What a signal looks like
When the system detects a divergence, it posts a Slack message:
📈 Prediction Market Signal
Market: fed-rate-cut-by-march-2026-meeting
Odds move: 34% → 46% (+12.0pp)
Linked asset: IWM
Equity move: +0.40%
Confidence score: 71
Market "fed-rate-cut-by-march-2026-meeting" probability increased
by 12.0pp. Linked equity IWM moved only 0.4%.
Small caps benefit from lower rates. Score: 0.71.
Limitations and next steps
This is an MVP. Some things I’d like to improve:
- Hourly change calculation — FMP provides 24h change, not 1h. Computing true 1h change requires comparing against stored snapshots from an hour ago.
- Automatic market discovery — instead of manually maintaining mappings, use an LLM to classify new Polymarket markets and suggest equity links.

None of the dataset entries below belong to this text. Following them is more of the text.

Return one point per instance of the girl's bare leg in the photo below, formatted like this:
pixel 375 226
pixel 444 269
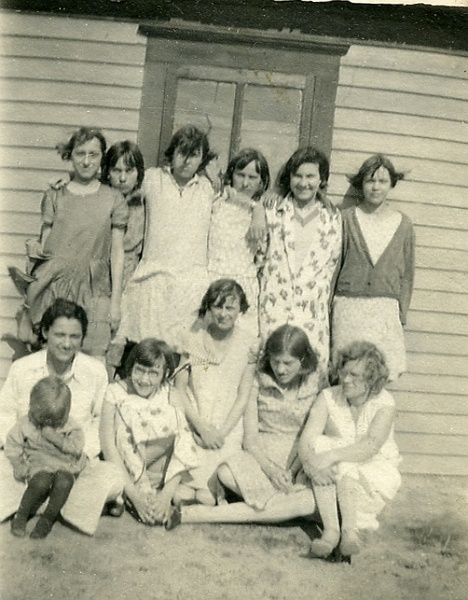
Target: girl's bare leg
pixel 281 507
pixel 328 509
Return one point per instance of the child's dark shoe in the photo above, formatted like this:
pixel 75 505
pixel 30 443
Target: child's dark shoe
pixel 174 519
pixel 42 529
pixel 18 526
pixel 324 546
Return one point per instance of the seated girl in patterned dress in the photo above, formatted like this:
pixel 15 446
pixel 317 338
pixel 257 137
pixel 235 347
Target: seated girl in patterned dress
pixel 146 436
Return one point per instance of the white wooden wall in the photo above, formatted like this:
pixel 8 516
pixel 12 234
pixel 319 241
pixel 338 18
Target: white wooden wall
pixel 59 73
pixel 412 106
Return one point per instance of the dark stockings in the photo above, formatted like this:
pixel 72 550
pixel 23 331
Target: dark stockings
pixel 55 486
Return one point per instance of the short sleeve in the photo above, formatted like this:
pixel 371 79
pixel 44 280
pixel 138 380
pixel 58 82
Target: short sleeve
pixel 119 217
pixel 48 206
pixel 254 352
pixel 112 394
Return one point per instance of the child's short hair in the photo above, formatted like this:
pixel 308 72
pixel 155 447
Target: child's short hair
pixel 49 403
pixel 78 138
pixel 219 291
pixel 188 140
pixel 131 155
pixel 244 158
pixel 370 166
pixel 292 340
pixel 147 352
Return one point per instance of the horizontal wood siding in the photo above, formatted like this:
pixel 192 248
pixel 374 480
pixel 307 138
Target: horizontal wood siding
pixel 57 74
pixel 412 106
pixel 60 72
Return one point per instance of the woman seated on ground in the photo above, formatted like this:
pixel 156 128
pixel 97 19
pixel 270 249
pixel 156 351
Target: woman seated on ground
pixel 143 434
pixel 63 326
pixel 348 451
pixel 214 388
pixel 265 473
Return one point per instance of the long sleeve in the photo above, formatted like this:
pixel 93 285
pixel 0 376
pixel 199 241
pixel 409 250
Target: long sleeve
pixel 8 404
pixel 69 439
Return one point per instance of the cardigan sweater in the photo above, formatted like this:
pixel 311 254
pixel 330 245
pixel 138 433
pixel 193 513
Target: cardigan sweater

- Backtesting — replay historical snapshots to measure how often the signal actually preceded an equity move.
- ML scoring — replace the linear scoring formula with something that learns from signal outcomes.
Cost
Running this on AWS costs almost nothing:
| Component | Monthly cost |
|---|---|
| Lambda (4 functions, every 5 min) | Free tier |
| DynamoDB (on-demand) | ~$1 |
| Secrets Manager | ~$0.40 |
| EventBridge | Free tier |
| Total | ~$1.50/month |
The most expensive part is probably the Financial Modeling Prep API key if you exceed their free tier of 250 requests/day.